Hal itu bertujuan untuk mempererat hubungan keluarga Louis dan Agatha kala itu. Dan tepat pada saat Louis berumur 27 tahun dan Agatha 26 tahun mereka langsung di jodohkan. Agatha yang kala itu telah kehilangan ibunya hanya bisa menerima perjodohan yang di berikan ayahnya.
Namun, kata tidak tentu datang dari Louis yang kala itu telah memiliki Elena- kekasih Louis sedari 3 tahun sebelum ayah Louis meminta Louis untuk menikahi Agatha. Namun, pria itu terpaksa mengiyakan keinginan orang tuanya karena harta warisanlah yang menjadi ancaman kedua orang tua Louis.
“Jika kau tak mau menikahi Agatha, maka harta warisan ayah akan ayah sumbangkan sepenuhnya pada anak- anak yatim dan panti jompo.” Begitu ancaman ayah Louis.
Sebenarnya bagi Louis tak masalah, biar bagaimana pun masalah hati tak bisa di bandingkan dengan harta manapun dan sebanyak apapun. Namun kekasih hatinya, Elena- meyakinkan Louis agar mau menikahi Agatha.
“Aku yakin akan cintamu takkan terkikis meski telah menikahi wanita lain.” Begitu kata Elena meyakinkan Louis. Akhirnya, pernikahan antara Louis dan Agatha pun terjadi.
Dan kini tepat pada saat ayah Agatha meninggal, Louis datang bukan untuk ucapan belangsungkawa namun datang dengan surat cerai di tangannya.
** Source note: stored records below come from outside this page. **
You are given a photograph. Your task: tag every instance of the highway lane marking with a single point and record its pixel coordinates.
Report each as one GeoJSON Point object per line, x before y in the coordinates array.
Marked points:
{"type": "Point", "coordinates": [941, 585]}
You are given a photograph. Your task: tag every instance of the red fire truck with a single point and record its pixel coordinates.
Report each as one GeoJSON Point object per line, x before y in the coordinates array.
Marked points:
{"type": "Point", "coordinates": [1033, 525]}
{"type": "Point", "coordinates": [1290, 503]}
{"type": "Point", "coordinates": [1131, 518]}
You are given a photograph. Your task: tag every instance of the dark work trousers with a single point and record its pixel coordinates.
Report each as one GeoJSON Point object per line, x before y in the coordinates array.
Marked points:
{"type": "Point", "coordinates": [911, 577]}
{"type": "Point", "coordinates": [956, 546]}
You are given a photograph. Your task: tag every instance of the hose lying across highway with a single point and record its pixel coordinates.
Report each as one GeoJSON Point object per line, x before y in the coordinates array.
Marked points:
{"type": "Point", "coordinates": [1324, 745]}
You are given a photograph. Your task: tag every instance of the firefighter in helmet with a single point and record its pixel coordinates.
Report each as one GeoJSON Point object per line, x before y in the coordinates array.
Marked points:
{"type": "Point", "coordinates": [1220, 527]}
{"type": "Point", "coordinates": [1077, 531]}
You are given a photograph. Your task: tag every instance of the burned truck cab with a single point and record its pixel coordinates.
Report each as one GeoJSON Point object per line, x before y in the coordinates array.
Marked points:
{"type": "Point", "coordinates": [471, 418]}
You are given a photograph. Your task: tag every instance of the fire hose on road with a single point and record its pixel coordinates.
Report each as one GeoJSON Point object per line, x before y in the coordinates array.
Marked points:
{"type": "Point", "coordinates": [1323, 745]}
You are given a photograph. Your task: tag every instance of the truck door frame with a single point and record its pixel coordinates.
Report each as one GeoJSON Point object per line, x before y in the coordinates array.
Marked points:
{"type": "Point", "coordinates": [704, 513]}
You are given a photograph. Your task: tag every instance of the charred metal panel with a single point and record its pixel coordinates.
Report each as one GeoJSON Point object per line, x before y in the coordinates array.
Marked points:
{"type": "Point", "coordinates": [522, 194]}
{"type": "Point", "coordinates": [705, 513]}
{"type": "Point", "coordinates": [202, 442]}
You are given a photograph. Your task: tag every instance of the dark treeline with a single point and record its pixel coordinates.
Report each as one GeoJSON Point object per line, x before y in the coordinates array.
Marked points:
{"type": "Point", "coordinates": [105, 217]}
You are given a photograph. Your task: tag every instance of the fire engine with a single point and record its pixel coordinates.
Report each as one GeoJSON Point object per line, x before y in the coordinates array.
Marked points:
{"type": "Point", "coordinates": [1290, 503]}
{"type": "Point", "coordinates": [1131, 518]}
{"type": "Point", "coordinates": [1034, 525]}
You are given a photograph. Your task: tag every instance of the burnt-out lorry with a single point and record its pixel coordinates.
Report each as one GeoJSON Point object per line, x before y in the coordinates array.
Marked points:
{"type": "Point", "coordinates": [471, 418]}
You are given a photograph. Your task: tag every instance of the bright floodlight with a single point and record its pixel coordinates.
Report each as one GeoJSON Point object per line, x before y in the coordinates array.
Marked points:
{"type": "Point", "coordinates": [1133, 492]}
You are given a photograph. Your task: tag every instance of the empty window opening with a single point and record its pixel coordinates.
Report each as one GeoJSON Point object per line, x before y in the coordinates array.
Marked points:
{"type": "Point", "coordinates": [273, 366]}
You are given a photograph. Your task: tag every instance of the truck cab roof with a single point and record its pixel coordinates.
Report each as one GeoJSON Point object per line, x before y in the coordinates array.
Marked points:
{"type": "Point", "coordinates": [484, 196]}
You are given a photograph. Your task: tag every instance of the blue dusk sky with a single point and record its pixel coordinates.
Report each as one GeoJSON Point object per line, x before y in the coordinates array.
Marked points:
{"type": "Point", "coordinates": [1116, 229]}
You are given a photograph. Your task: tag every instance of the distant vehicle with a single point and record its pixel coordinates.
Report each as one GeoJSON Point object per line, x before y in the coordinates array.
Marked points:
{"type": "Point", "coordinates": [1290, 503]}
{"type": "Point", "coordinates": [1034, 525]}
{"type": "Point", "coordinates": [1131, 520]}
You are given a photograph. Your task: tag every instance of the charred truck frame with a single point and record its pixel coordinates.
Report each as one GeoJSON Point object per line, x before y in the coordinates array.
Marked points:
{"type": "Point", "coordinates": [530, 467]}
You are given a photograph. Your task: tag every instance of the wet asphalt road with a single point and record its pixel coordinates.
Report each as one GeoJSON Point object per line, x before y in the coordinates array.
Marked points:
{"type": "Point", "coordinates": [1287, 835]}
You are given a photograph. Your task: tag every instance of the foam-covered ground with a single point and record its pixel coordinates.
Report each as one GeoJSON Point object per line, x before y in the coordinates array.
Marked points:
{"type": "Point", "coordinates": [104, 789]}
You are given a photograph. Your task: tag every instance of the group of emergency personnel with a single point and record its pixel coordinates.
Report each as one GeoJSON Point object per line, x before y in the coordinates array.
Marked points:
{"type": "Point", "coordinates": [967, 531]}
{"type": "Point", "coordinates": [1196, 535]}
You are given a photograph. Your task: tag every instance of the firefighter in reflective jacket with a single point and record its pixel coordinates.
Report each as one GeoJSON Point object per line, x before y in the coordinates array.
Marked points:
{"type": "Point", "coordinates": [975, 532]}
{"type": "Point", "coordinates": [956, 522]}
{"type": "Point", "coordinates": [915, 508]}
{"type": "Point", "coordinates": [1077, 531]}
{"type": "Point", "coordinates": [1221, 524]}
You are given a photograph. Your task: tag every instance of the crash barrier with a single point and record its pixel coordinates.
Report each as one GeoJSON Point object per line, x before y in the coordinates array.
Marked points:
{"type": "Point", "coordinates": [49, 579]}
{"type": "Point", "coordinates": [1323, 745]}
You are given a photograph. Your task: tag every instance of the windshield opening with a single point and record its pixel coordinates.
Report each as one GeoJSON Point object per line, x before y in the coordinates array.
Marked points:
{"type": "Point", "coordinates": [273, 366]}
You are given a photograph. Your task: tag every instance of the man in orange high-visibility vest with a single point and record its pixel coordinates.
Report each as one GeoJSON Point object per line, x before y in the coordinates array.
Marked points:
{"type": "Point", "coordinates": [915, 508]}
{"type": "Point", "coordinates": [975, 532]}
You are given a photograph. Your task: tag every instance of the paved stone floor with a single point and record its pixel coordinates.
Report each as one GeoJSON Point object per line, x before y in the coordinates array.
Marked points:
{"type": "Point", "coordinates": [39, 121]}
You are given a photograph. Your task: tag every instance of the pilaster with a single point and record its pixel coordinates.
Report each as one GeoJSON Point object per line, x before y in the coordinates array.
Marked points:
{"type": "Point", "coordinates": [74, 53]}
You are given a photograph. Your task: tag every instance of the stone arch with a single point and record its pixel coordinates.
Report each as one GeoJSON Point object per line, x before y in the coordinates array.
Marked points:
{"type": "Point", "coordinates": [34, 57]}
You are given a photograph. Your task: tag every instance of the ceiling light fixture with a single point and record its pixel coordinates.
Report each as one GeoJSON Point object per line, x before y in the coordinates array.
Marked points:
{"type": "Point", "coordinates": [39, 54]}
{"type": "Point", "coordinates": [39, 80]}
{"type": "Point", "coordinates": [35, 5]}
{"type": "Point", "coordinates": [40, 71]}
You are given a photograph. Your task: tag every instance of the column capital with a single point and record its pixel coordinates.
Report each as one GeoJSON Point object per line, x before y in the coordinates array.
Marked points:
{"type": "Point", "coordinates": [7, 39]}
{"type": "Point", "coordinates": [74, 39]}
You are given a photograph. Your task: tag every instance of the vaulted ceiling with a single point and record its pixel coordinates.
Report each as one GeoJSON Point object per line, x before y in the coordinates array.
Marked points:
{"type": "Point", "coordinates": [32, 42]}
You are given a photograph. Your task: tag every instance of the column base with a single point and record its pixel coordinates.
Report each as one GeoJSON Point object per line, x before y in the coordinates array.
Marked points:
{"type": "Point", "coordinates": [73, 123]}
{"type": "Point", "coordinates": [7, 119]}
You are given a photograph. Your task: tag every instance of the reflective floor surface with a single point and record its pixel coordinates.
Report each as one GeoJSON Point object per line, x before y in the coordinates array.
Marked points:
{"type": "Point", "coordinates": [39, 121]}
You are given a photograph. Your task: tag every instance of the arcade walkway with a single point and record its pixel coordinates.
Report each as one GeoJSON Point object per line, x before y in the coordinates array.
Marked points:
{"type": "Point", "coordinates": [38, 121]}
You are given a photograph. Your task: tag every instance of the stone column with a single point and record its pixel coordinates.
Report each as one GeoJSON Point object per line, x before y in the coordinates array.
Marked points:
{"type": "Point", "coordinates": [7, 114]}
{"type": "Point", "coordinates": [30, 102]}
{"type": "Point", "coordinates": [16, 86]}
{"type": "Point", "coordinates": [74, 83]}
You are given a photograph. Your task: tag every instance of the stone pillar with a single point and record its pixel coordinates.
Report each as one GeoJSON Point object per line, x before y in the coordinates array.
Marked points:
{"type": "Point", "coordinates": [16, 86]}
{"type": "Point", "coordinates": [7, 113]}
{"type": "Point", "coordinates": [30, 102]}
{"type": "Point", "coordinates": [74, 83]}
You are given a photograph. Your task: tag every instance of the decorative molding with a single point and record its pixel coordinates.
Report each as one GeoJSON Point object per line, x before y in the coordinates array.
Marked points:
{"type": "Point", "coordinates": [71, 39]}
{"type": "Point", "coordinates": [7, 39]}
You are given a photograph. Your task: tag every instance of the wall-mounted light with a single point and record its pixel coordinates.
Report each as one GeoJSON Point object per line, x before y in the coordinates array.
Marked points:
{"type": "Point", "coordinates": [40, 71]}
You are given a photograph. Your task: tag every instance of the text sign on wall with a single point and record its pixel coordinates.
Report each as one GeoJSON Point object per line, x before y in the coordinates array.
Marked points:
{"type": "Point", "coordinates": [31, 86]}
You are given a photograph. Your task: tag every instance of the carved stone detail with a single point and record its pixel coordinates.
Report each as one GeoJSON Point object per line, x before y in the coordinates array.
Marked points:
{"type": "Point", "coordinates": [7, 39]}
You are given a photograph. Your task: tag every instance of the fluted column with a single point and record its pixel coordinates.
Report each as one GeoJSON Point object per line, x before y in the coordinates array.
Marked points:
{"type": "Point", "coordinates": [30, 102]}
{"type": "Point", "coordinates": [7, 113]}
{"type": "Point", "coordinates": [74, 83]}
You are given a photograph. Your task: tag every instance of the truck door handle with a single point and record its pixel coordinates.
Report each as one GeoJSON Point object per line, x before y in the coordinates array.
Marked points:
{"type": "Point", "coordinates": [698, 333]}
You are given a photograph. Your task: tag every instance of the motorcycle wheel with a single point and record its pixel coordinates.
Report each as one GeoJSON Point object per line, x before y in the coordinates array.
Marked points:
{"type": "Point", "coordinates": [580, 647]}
Karena memang perjanjian antara Louis dan ayahnya hanya menikahi Agatha selama setahun. Dan entah bagaimana nasib seolah mempermainkan seorang Agatha.
Tepat setahun setelah pernikahan Agatha dan Louis- ayah Agatha meninggal dan sekarang ia malah di hadapkan pada suaminya yang meminta cerai padanya.
Karya ini diterbitkan atas izin NovelToon flowr, isi konten hanyalah pandangan pribadi pembuatnya, tidak mewakili NovelToon sendiri
rahasia Agatha
ya, tuan Louis. Saya akan memberi anda sedikit rahasia karena anda telah memperlihatkan ruangan rahasia anda kepada saya.” ucap Agatha menunjuk dada nya.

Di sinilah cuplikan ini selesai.